Groups like the National Rifle Association have long argued that a heavily-armed society is a safer one, allowing civilians to protect themselves from a host of ever-present dangers, including, but not limited to, “home invaders and drug cartels and car-jackers and … campus killers.” Yet a recent study by Harvard University’s David Hemmenway suggests that owning a gun does not make you any safer. The study shows not only that so-called “Defensive Gun Use” rarely protects a person from harm, but also that such incidents are much more rare than gun advocates claim.

I’m not going to besmirch Mr. Hemenway’s eminently besmirchable reputation to refute the assertions made above. Suffice it to say, common sense tells us that NRA jefe Wayne LaPierre’s famous post-Sandy Hook pronouncement – “the only thing that stops a bad guy with a gun is a good guy with a gun” – is correct. If nothing else, the police are “good guys” who arrive at the scene of a spree killing, equipped with guns, to do that very thing.

To which gun control advocates reply: the police are trained. Civilians are not! Regardless of thousands of well-documented examples of armed Americans stopping violent attack, gun control advocates say it’s better to wait for the police than it is for armed “amateurs” to act in their own defense, or the defense of others.

As commentators have pointed out below, there’s no winning with gun control advocates. If a “good guy with a gun” intervenes in a violent attack, he’s an untrained vigilante. If he hangs fire, it’s proof that he didn’t need to be armed. If people die, well the bad guy should have been able to get a gun. Society is responsible.

Anyway you cut it, that’s an extremely amoral position. The Trace and its ilk are, in effect, condemning innocent people to death. And they’ve decided to make Mr. Parker the poster child for this position.

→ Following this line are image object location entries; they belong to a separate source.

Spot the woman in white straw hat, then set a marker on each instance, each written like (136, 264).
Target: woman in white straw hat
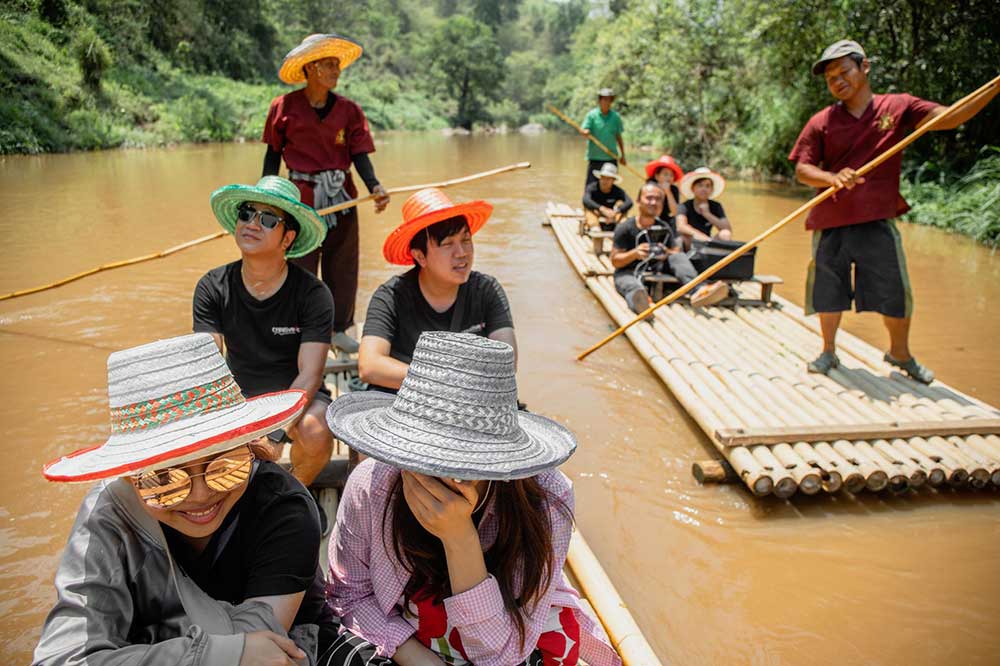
(188, 550)
(320, 135)
(451, 537)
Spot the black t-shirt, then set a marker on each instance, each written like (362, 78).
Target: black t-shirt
(267, 545)
(696, 220)
(594, 198)
(263, 337)
(399, 313)
(628, 235)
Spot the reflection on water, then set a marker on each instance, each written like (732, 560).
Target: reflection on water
(711, 574)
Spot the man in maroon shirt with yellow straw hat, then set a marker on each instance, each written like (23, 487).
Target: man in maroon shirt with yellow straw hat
(855, 227)
(320, 134)
(440, 293)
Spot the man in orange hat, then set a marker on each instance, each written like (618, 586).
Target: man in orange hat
(440, 293)
(320, 135)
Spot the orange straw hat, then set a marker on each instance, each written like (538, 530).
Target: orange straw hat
(317, 47)
(664, 162)
(424, 208)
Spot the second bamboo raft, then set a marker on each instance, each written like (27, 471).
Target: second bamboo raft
(740, 373)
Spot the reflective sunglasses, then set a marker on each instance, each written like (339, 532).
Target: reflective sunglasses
(168, 487)
(247, 212)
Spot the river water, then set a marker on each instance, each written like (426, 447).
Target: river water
(712, 574)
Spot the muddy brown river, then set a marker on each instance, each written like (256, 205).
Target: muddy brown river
(712, 574)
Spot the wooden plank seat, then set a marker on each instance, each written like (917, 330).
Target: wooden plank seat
(657, 284)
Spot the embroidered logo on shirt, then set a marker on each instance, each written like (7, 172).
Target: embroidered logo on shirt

Parker’s statement, coming from someone devoid of a political agenda, demonstrated one of the reasons why a civilian concealed carrier has stopped only one active shooting from 2000 to 2013, according to an FBI report. As Parker explained to the MSNBC reporter, “Not knowing where SWAT was on their response time, they wouldn’t know who we were, and if we had our guns ready to shoot they could think we were the bad guys.” Without intending to, Parker was embodying a new definition of a good guy with a gun: someone who exercises common sense in the face of danger. —Mike Spies

With full understanding of his intentions – civilian disarmament – Mr. Spies is attempting to redefine “a good guy with a gun” as someone who fails to act in his or her own defense, or the defense of others. For the last time, Mr. Parker should not be criticized for his decision to keep clear of the Umpqua killer. But lionizing him, as The Trace does, shows true cowardice. And worse.